Quién está obligado a presentarla
La Fe de Vida, también conocida como certificado de supervivencia, solo la deben acreditar los pensionistas que cobran una pensión contributiva de la Seguridad Social española y residen en el extranjero. El objetivo es sencillo: comprobar que el beneficiario sigue vivo y, por tanto, mantiene el derecho a seguir cobrando. Los pensionistas que residen en España, con carácter general, no tienen que presentar este documento de forma periódica.
El plazo habitual para acreditarla se sitúa en el primer trimestre del año, con fecha límite en torno al 31 de marzo. La entidad gestora suele avisar a los afectados, pero la responsabilidad de presentar el documento a tiempo recae en el propio pensionista.
Qué pasa si no se presenta
La consecuencia es contundente: la falta de presentación dentro del plazo establecido puede derivar en la suspensión temporal del pago de la pensión hasta que se regularice la situación. Aunque después se recupere el derecho, el retraso puede generar problemas económicos durante los meses de suspensión.
Este tipo de trámites administrativos no son los únicos que conviene tener en el radar.
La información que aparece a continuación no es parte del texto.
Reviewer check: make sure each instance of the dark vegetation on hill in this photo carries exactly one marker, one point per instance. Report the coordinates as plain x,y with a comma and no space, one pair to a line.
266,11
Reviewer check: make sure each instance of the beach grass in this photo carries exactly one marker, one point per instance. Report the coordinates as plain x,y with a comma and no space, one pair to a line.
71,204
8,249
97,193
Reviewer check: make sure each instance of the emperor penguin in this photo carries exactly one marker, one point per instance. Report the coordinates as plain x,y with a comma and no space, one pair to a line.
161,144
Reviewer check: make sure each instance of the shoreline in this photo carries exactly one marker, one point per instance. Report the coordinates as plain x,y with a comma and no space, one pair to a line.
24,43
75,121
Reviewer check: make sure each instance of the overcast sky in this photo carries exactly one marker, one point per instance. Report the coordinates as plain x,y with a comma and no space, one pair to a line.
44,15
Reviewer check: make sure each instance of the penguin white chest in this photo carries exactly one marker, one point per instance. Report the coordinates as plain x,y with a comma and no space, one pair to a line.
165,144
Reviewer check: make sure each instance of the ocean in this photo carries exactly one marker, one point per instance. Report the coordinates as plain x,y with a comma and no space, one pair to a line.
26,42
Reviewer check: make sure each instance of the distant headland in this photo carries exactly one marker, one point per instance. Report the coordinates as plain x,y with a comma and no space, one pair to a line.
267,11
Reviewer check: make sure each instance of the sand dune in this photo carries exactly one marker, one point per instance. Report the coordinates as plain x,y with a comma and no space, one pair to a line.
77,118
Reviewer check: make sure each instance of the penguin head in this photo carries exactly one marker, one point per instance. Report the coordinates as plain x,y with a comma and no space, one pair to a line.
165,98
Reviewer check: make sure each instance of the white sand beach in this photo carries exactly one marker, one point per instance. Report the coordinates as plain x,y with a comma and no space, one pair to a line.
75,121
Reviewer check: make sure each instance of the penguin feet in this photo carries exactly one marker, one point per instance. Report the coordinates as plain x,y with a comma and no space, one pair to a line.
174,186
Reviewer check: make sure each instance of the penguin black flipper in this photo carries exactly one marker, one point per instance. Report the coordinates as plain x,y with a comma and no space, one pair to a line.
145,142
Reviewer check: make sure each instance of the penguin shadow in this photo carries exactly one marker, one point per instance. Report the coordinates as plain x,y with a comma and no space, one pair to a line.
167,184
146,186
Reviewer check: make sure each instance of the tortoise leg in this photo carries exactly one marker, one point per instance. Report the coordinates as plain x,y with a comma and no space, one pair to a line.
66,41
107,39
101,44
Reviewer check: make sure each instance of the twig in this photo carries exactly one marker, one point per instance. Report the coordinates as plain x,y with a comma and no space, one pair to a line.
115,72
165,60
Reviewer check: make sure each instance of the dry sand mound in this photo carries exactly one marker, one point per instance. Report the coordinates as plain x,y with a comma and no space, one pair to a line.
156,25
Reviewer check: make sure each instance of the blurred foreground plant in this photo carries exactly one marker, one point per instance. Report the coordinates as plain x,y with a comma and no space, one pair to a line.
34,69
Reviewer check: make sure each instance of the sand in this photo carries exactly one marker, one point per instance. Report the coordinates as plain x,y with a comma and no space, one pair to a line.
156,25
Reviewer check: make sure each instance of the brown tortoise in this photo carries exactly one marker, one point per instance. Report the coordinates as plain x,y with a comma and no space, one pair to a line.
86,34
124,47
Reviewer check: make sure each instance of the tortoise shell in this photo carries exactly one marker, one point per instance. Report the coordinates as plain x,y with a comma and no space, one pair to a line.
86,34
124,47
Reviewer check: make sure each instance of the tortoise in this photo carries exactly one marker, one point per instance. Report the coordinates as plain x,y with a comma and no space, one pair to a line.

Te recomendamos revisar también el documento que muchos jubilados deben entregar antes del 31 de marzo y las claves de la pensión no contributiva en 2026.
Cómo tramitarla
La Fe de Vida puede obtenerse a través de los consulados y de los mecanismos habilitados por la Seguridad Social para residentes en el exterior. La recomendación es no apurar el plazo: presentar el documento con antelación evita el riesgo de una suspensión que interrumpa el cobro de la pensión.